我们希望使用缩略图版本优化图片,这些版本存储在现有网址的时髦版本中:
原始图片:
缩略图:
https://image.s3-us-west-2.amazonaws.com/8/的缩略图/介质_ 为Flower.jpg
我将从字符串末尾查看最后一个'/'并将其替换为'/thumbnails/medium_'。在我的情况下,这总是安全的,但我无法弄清楚Ruby on Rails中的这种突变。
s = "https://image.s3-us-west-2.amazonaws.com/8/flower.jpg"
img_url = s.split('/')[-1] // should give 'flower.jpg'
问题是要在'/'注入'thumbnails/medium_'之前获取所有内容。
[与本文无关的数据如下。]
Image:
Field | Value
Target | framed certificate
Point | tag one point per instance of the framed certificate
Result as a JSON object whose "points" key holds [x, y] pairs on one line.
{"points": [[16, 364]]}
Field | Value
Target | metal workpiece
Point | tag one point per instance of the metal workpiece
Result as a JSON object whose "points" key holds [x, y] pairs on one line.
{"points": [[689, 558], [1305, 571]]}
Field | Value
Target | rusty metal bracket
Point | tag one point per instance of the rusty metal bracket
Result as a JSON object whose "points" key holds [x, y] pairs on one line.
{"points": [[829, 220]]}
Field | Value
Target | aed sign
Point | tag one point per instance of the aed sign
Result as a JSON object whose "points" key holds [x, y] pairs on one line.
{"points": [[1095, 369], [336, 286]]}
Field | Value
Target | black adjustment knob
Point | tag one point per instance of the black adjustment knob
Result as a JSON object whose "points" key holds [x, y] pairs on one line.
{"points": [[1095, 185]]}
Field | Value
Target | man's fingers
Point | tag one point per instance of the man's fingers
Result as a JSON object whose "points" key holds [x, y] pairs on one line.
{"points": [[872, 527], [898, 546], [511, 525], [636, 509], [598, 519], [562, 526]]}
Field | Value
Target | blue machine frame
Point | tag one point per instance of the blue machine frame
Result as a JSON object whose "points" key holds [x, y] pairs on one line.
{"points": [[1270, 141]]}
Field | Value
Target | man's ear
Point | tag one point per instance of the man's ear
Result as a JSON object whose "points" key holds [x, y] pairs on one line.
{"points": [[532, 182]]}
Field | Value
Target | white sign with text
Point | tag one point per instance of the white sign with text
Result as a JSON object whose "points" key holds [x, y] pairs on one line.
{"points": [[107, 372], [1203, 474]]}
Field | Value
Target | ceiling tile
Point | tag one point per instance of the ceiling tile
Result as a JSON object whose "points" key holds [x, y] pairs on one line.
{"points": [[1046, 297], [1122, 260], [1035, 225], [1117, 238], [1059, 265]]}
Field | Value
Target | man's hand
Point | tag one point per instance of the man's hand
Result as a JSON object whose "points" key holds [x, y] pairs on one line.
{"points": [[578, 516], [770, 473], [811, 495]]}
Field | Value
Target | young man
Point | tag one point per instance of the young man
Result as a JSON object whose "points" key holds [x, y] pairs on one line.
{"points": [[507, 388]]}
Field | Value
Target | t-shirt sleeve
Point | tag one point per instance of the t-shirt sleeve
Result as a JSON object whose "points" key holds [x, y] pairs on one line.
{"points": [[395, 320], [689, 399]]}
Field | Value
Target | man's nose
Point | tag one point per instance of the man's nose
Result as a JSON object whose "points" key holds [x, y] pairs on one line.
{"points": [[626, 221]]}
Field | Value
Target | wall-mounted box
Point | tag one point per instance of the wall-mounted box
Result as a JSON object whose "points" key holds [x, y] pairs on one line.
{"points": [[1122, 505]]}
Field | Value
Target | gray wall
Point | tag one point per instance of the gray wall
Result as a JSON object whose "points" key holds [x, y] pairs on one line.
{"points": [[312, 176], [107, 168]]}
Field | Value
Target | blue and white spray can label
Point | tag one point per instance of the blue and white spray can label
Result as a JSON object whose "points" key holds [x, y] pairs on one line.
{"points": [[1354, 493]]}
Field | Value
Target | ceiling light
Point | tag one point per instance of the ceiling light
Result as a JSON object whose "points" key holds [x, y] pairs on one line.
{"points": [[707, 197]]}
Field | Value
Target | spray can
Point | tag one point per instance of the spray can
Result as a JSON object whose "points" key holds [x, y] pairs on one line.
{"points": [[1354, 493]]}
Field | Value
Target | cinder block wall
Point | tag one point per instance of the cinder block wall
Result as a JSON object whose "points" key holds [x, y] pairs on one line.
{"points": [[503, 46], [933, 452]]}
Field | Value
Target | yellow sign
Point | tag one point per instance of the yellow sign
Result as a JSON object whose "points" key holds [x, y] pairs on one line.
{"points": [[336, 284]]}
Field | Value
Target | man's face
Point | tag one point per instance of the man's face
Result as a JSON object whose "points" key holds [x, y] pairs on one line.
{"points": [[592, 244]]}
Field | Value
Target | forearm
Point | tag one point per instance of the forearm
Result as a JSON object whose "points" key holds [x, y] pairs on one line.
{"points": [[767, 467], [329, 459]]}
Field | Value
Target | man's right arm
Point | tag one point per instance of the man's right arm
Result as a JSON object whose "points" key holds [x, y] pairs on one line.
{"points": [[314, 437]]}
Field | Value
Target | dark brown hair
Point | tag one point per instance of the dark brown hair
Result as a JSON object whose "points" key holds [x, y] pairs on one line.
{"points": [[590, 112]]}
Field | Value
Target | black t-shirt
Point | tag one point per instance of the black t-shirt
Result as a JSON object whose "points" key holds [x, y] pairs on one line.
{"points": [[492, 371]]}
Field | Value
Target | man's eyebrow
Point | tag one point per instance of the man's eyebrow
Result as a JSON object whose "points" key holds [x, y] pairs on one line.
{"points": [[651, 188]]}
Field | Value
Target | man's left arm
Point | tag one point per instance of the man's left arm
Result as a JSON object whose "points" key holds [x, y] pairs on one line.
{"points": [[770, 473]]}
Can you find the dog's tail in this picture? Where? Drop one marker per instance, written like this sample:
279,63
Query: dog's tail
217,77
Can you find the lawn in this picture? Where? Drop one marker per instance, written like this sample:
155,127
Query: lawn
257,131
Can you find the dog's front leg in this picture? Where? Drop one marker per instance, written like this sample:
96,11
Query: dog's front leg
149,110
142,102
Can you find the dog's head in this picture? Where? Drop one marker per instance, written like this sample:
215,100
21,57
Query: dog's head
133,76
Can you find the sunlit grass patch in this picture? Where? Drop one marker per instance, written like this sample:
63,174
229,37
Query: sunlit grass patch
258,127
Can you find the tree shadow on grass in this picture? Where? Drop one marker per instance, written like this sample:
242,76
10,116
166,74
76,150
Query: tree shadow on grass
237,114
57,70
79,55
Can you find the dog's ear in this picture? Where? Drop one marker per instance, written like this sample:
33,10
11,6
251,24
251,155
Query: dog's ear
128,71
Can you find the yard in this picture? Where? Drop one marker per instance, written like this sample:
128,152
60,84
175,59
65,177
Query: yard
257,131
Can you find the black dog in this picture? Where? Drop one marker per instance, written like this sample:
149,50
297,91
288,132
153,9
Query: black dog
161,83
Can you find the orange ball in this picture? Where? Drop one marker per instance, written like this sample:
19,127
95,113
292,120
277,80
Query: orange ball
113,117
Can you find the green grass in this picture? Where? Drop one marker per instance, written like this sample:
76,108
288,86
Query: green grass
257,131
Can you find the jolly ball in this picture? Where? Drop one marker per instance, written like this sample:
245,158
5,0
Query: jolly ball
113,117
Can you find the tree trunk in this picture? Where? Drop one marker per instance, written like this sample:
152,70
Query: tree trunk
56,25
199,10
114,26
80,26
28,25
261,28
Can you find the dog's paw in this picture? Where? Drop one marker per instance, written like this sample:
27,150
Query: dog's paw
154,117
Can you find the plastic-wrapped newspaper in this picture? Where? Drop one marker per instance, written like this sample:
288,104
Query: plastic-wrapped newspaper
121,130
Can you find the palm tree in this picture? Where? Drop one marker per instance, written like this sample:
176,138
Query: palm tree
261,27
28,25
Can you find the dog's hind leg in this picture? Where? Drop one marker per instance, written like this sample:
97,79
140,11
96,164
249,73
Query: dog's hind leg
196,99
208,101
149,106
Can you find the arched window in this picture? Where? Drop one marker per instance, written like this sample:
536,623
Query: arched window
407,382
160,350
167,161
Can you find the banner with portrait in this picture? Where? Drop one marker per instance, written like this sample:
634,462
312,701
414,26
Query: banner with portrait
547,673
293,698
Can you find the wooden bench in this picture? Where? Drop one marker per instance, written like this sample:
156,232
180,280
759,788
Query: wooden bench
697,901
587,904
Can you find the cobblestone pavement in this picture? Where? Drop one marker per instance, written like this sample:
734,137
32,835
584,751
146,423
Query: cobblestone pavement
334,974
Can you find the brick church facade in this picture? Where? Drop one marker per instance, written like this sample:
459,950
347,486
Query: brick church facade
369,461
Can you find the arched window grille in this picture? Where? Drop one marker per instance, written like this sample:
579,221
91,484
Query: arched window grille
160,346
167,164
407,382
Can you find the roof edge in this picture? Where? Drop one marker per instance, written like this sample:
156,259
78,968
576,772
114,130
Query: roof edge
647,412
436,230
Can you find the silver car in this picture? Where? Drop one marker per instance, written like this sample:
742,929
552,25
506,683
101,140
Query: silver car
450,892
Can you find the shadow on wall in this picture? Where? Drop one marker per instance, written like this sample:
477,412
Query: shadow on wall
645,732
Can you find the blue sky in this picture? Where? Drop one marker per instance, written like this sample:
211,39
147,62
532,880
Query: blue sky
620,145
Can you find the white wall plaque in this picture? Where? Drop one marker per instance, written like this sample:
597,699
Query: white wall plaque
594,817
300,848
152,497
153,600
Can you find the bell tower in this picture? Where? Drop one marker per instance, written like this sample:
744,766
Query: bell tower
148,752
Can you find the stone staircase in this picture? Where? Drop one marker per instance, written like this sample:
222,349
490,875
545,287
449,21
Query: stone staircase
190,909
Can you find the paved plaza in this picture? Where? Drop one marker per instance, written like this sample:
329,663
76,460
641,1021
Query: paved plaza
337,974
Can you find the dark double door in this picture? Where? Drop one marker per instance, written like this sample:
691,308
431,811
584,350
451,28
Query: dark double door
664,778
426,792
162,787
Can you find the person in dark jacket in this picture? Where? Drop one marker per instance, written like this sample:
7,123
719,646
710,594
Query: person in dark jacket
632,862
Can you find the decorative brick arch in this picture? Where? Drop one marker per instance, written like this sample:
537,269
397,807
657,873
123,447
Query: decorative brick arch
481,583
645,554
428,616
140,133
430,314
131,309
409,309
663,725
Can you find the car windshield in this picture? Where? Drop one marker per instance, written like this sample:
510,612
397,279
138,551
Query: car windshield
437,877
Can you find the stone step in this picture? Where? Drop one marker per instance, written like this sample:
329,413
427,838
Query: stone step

有什么想法吗?
答案 0 :(得分:4)
s = "https://image.s3-us-west-2.amazonaws.com/8/flower.jpg"
img_url = s.insert(s.rindex('/')+1, 'thumbnails/medium_')
# The above approach modifies the original string, if this is unsatisfactory, use:
img_url = s.dup.insert(s.rindex('/')+1, 'thumbnails/medium_')
答案 1 :(得分:3)
s = "https://image.s3-us-west-2.amazonaws.com/8/flower.jpg"
img_url = "#{File.dirname(s)}/thumbnails/medium_#{File.basename(s)}"
# => "https://image.s3-us-west-2.amazonaws.com/8/thumbnails/medium_flower.jpg"
答案 2 :(得分:2)
我可能会使用URI和Pathname来处理网址和文件路径:
require 'uri'
require 'pathname'
url = "https://image.s3-us-west-2.amazonaws.com/8/flower.jpg"
uri = URI.new(url)
path = Pathname.new(uri.path)
uri.path = "#{path.dirname}/thumbnails/medium_#{path.basename}"
uri.to_s
#=> "https://image.s3-us-west-2.amazonaws.com/8/thumbnails/medium_flower.jpg"
答案 3 :(得分:1)
s = "https://image.s3-us-west-2.amazonaws.com/8/flower.jpg"
s.sub /([^\/]+)$/, 'thumbnails/medium_\1'
s.sub的第二个参数应使用单引号引用,或者您必须转义\1部分中的反斜杠。
s.sub /([^\/]+?)(?=$|\?|#)$/, 'thumbnails/medium_\1'
如果查询字符串或片段或两者都在路径后面,其中包含斜杠。
答案 4 :(得分:0)
你需要#[Range]方法:
# a little performance optimization - no need to split split string twice
parts = s.split('/')
img_url = parts[0..-2].join('/') + "/thumbnails/medium_" + parts[-1]
旁注。如果您使用一些Rails插件来处理图像(CarrierWave或Paperclip),则应使用内置机制进行URL插值。